Major Nidal Hasan’s terrorist attack in Fort Hood in 2009, which killed 13 people and wounded dozens, was classified, incredibly, as “workplace violence.”  In 2021, he exulted and congratulated the Taliban in a triumphant victory message from death row after they had seized control of Afghanistan.  On death row, Nidal’s sentence is likely meaningless, as he will probably live his full life.

De facto sharia in the U.S.

The world knows only too well the slaughter provoked by the satirical Charlie Hebdo cartoons.  Muslims consider such portrayals of their prophet as hate speech and an intolerable attack on Islam.  They accuse the West of double-standards, citing criminal prohibitions of Holocaust denial as proof.

But this argument can argument be easily refuted.  Apart from the fact that we are being asked to calmly and rationally accept that murder is an appropriate and justifiable response for cartoons, what would happen if a courageous arts teacher gave an assignment to his students to conduct historical research and draw a respectful and accurate picture of the Muslim prophet?  Would this be considered hate speech?
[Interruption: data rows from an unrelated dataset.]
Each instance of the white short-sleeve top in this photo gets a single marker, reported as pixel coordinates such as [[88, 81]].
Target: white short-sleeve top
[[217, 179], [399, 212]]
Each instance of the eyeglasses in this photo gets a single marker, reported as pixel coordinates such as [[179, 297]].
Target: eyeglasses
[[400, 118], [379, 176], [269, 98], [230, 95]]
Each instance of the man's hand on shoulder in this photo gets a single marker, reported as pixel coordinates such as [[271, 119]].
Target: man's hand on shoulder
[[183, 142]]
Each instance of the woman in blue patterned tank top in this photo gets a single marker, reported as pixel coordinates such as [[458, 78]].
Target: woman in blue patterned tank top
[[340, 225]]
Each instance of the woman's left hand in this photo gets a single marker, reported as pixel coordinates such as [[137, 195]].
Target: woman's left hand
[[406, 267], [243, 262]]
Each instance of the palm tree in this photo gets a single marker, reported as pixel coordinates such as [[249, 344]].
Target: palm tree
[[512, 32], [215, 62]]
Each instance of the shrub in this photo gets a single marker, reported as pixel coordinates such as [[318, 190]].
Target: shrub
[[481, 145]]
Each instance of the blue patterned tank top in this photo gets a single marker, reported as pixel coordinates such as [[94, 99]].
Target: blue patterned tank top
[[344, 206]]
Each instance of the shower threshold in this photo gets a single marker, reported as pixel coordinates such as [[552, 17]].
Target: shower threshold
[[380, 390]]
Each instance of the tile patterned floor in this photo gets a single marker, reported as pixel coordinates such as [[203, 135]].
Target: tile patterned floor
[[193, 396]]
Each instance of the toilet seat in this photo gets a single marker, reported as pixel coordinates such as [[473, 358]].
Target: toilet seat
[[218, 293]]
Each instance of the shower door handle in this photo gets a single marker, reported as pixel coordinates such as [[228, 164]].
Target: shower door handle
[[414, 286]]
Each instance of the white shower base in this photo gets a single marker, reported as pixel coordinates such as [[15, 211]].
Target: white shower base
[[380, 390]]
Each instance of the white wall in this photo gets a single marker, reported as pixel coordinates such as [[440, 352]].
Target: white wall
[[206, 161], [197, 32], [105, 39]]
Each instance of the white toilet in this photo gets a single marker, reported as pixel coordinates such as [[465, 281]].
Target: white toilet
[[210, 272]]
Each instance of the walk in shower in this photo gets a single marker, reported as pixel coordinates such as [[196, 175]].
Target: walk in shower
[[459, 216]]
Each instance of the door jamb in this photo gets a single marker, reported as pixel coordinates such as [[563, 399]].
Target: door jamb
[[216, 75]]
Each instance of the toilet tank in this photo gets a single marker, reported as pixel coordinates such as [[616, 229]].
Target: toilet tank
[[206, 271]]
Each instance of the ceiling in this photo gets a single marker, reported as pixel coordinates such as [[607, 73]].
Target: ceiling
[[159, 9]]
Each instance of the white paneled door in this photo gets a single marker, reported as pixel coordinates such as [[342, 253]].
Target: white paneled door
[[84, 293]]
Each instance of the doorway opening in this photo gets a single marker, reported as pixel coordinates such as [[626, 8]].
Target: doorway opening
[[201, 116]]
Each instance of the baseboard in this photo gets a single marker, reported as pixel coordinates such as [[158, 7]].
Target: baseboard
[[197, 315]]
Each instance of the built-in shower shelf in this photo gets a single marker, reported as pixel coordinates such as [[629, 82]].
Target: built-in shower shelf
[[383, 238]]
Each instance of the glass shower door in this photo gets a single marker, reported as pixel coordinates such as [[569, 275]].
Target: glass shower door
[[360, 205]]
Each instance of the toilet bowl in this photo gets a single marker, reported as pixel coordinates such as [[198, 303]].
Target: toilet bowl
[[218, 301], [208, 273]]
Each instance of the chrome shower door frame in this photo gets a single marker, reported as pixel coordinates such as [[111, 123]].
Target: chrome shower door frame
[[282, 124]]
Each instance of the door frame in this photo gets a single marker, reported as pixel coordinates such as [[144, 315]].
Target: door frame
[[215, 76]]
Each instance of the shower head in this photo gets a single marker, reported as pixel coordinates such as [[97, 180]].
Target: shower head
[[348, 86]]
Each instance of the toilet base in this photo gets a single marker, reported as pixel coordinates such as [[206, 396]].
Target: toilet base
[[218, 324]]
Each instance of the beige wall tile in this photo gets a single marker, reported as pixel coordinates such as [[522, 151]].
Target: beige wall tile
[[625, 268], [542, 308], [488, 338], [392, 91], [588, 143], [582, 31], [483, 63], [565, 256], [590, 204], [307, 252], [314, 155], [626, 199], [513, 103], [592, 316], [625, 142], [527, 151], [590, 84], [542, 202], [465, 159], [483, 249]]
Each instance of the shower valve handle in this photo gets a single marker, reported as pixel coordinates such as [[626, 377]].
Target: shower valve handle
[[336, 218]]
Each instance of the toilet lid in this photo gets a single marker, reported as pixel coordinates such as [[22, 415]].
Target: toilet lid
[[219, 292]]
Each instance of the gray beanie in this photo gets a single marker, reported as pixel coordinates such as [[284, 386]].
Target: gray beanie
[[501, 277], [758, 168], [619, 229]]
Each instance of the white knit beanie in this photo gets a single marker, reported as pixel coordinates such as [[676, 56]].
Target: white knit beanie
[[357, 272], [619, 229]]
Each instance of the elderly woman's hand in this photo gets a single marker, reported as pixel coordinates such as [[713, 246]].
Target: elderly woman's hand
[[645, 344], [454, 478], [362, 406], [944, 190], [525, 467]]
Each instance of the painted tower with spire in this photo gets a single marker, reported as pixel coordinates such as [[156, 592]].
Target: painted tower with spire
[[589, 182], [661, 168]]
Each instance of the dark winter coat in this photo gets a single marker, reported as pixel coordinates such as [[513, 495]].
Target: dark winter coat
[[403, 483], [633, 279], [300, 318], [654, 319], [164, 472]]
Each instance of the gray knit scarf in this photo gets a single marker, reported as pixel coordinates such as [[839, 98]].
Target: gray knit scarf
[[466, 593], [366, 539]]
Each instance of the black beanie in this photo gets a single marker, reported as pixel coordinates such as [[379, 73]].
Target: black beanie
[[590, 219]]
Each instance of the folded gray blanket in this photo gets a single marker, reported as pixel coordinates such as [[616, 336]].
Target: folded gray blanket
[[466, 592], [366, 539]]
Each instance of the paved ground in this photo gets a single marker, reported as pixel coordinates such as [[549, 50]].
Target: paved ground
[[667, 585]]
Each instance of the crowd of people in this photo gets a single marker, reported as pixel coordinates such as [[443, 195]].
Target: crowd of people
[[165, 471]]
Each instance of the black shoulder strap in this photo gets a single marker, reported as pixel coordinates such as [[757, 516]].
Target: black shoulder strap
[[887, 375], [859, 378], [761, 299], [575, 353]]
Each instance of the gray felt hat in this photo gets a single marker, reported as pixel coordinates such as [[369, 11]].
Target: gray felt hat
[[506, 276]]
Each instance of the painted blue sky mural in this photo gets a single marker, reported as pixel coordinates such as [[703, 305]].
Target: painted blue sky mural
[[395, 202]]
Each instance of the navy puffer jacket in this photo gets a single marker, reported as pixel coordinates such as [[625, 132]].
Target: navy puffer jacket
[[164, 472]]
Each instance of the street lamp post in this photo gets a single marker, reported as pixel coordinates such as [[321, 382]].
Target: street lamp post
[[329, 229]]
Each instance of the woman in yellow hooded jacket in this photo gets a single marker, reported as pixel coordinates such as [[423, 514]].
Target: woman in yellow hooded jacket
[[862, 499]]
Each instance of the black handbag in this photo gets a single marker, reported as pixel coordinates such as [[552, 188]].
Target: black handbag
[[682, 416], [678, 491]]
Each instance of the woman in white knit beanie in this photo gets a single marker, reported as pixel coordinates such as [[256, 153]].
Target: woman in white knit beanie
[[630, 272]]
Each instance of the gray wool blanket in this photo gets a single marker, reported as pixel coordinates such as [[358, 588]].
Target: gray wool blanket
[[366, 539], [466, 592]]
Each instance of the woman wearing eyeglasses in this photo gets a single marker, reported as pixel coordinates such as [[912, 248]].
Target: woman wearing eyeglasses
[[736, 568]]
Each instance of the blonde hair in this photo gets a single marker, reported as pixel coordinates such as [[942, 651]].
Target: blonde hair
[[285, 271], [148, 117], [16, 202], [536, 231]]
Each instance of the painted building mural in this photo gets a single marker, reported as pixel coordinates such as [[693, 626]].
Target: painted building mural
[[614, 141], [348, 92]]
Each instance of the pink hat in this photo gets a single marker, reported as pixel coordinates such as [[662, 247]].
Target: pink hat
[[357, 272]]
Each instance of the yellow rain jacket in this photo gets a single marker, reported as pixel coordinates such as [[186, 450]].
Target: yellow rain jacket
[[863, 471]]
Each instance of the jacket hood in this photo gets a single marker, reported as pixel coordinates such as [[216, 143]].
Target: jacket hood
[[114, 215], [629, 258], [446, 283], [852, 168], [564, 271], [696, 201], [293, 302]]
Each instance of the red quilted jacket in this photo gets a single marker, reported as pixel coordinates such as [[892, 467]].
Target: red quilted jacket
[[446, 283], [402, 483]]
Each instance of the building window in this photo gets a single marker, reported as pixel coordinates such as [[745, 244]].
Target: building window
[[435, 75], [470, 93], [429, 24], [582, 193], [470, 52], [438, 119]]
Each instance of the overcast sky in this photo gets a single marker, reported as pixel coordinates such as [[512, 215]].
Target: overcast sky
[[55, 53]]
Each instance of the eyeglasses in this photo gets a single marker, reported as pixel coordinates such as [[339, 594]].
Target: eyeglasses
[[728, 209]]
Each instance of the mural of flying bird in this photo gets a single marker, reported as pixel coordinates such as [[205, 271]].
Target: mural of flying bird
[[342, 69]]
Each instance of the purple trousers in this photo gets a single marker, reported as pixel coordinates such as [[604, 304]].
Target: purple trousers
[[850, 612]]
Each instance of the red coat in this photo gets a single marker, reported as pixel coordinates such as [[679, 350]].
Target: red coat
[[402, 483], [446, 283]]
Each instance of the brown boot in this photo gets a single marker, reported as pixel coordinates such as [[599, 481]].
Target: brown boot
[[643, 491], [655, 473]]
Assuredly yes, for Muslims consider any pictorial representation of their prophet as blasphemous.  But for the U.S., compliance to this prohibition with its First Amendment guarantee of free speech leaves us with only one conclusion: that sharia law is the de facto law in the U.S., to which the U.S. Constitution must capitulate.  In this respect, at least, we are not at all different from Pakistan or Afghanistan.
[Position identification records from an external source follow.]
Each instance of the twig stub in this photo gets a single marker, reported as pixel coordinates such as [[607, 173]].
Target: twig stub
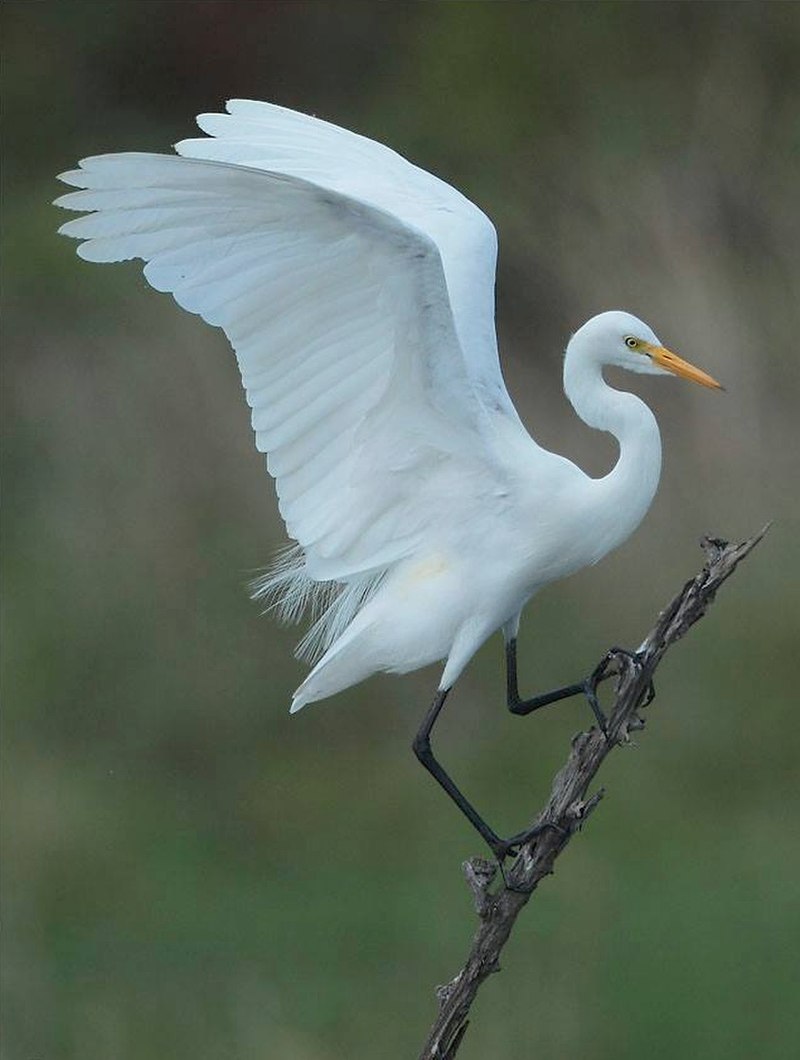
[[568, 806]]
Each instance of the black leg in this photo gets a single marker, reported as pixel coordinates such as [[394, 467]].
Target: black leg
[[501, 848], [517, 706]]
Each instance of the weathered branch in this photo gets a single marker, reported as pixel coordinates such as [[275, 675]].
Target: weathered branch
[[568, 806]]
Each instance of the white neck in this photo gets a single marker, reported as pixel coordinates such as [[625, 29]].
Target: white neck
[[624, 495]]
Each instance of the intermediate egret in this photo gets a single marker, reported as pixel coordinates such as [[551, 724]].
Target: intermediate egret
[[357, 292]]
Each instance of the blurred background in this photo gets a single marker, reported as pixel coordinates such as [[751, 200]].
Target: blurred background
[[191, 872]]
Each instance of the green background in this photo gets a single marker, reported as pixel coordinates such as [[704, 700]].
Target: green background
[[191, 872]]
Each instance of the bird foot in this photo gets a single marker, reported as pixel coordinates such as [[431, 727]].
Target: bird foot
[[511, 847], [609, 665]]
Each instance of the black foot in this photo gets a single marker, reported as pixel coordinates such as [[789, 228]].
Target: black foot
[[605, 669], [510, 848]]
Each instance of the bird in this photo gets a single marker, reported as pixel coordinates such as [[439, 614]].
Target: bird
[[357, 292]]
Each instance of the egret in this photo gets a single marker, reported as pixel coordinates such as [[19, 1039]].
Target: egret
[[357, 292]]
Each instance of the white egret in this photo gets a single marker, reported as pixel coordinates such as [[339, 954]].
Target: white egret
[[357, 292]]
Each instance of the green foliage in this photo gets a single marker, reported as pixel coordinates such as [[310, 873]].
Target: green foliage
[[191, 872]]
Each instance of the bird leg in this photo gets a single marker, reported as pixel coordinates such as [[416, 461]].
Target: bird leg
[[500, 848], [587, 688]]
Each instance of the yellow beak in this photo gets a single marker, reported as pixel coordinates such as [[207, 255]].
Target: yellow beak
[[665, 358]]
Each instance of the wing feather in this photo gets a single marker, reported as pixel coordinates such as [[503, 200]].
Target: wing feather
[[357, 293]]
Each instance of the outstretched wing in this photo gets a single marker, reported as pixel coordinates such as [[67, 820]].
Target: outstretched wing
[[357, 292]]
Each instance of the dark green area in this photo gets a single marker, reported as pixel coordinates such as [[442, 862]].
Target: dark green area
[[190, 872]]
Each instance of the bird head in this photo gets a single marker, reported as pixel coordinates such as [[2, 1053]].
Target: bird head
[[622, 339]]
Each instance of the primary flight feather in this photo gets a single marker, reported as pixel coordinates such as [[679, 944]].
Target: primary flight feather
[[357, 292]]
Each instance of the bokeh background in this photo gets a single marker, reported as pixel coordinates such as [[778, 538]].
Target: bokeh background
[[190, 872]]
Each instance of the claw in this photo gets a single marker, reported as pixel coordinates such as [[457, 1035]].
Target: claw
[[510, 848]]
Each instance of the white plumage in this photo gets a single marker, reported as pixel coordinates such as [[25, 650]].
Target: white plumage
[[357, 292]]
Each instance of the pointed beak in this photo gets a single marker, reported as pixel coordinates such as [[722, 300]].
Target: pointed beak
[[665, 358]]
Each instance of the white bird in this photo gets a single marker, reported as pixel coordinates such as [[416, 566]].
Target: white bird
[[357, 292]]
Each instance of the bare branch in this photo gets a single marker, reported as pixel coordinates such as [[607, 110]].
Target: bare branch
[[568, 806]]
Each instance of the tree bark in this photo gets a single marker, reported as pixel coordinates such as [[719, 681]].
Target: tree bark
[[568, 806]]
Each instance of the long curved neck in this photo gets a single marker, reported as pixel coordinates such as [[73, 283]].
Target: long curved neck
[[623, 495]]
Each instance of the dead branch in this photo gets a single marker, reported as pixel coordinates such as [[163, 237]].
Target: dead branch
[[568, 806]]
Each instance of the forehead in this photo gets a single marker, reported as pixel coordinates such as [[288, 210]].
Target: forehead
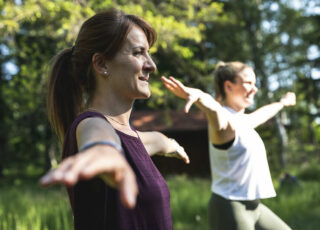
[[136, 38], [247, 74]]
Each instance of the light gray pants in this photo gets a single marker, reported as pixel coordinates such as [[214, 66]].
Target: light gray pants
[[242, 215]]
Apart from these constant political and cultural exceptions made for Islam (and Islam alone), the behavior and actions of sections of the Muslim population in the U.S. deserve scrutiny.

Although Muslims make up a bit more than one per cent of the U.S. population, they constitute about nine percent of the state prison population.  Muslim immigration has dramatically increased the risk of female genital mutilation (FGM) which is understood in many Islamic countries as a religious obligation.  In North America, Muslims commit most of the honor killings.

We have reached here because of the unbreakable alliance of the left and Islam.  Leftists’ frequent accusations of “Islamophobia” are grossly exaggerated and more powerful than any weapon.  This does not imply that Muslims cannot be targeted.  But the left’s partnership with Islam has succeeded in achieving a unique moral inversion.  Leftists have conferred upon a specific religion and its followers blanket immunity from hostile examination, and simultaneously labeled those as making any enquiry, no matter how justified by facts, as intolerant, and excluded them from the streams of authorized debate.

September 11 was the day that the towers fell, and the U.S. began its submission to Islam.  Unless checked, it will surely hasten our downfall as a nation.